この平地では、水が田畑へ送られる一方、道を通って人や荷物が行き交いました。上川・宮川がつくった平地は、農地、集落、町場、交通が並ぶ場所となってきました。

8|八ヶ岳山麓・上社圏・諏訪湖周辺との違い

八ヶ岳山麓では、湧水、沢、森林、原野、高所の集落が広がり、水や木、農産物などが平地へ下ってきました。上川・宮川へ入る水の源と、山麓での利用を読む土地です。

上社圏では、前宮、前宮神殿跡、高部の神長官守矢家、本宮が、宮川周辺の異なる場所に置かれ、道によって結ばれています。御柱が木落しや宮川の川越しを経て、前宮・本宮へ運ばれる土地です。

諏訪湖周辺では、上川・宮川などから流れ込んだ水が湖へ集まり、湖面と浅瀬が漁や田畑づくりに使われ、釜口から天竜川へ送り出されてきました。

これに対して上川・宮川流域では、山麓から下る水が湖へ届く前に川へ集まり、せぎによって別の川筋や田畑へ送られてきました。

ここでは、湖へ集まった後の水ではなく、山から下った水をどこへ分け、どの土地で使ったかが、暮らしの条件になってきました。

9|上川・宮川流域という土地の働き

八ヶ岳、蓼科山、霧ヶ峰などの山麓から下った水は、沢や小河川を通って上川と宮川へ集まりました。

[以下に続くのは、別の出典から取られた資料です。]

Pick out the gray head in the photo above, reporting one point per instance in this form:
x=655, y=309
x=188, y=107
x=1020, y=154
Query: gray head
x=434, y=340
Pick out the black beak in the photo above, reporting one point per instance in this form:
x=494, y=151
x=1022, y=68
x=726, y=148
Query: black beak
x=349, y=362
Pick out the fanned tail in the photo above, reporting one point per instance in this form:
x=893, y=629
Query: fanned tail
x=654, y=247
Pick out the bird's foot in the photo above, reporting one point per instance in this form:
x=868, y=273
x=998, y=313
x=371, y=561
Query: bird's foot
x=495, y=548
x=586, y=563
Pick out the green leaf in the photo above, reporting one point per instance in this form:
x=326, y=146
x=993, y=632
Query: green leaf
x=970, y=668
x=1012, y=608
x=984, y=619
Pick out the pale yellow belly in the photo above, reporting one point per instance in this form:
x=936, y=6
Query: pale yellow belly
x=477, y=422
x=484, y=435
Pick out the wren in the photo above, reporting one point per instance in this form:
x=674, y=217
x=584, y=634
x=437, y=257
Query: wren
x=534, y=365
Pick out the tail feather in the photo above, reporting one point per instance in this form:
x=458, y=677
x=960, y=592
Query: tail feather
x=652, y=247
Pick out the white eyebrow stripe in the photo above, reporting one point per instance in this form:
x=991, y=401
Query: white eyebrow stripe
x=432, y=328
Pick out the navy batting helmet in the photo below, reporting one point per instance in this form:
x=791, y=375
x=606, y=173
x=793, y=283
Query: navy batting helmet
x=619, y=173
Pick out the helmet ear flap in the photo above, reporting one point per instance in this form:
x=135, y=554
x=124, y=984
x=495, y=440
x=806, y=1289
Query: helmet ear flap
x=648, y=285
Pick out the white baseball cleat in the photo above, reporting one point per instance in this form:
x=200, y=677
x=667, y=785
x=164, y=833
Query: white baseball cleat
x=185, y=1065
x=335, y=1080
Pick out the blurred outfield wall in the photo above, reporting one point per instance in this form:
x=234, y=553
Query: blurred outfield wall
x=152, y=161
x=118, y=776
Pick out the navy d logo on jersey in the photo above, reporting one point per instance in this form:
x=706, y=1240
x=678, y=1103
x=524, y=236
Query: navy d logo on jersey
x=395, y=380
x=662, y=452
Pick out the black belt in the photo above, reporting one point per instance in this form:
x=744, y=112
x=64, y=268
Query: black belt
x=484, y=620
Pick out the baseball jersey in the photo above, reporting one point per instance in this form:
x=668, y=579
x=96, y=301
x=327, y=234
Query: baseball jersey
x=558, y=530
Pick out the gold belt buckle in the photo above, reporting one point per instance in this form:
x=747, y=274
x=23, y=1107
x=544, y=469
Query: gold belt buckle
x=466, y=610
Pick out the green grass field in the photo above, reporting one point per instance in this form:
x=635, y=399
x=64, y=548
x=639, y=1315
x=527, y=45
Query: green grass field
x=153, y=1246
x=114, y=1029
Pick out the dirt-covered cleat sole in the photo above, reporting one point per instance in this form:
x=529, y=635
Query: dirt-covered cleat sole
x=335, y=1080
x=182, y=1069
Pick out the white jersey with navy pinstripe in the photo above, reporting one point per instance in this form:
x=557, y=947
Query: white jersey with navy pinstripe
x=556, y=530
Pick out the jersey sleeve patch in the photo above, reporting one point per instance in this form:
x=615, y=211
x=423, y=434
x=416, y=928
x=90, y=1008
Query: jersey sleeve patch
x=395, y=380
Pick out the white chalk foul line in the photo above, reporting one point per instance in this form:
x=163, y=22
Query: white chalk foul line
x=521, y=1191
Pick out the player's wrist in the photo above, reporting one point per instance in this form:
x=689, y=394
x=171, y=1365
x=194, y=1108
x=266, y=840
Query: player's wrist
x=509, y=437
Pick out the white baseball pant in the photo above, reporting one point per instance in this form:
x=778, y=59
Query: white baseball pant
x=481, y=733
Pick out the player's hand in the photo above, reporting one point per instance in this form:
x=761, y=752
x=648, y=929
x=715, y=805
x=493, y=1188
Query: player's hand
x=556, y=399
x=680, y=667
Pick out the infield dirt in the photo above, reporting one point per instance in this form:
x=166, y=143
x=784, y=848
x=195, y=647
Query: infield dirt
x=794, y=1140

上川と宮川は水と土砂を運び、茅野から諏訪湖南岸にかけて沖積地をつくりながら、諏訪湖へ向かいました。宮川の下流では、水の一部が取翻川へ分けられ、上川へ流れ込む経路も設けられています。

沖積地では、微高地が集落や町場に使われ、水の集まりやすい低地や湿地が水田として利用されました。しかし、自然の川だけでは、すべての田畑へ十分な水を届けることはできませんでした。

人びとは滝之湯堰や大河原堰などのせぎを築き、複数の川筋を横切って、水量の多い地域から水の少ない地域へ水を送りました。水を取りながら下流へ流す分を残し、水路からしみ出す水も農業に利用しながら、田畑へ届く流れを継続して手入れしてきました。

上川・宮川流域では、人びとが山麓から下る水をせぎによって別の川筋へ送り、沖積地の田畑・集落・町場を支えてきました。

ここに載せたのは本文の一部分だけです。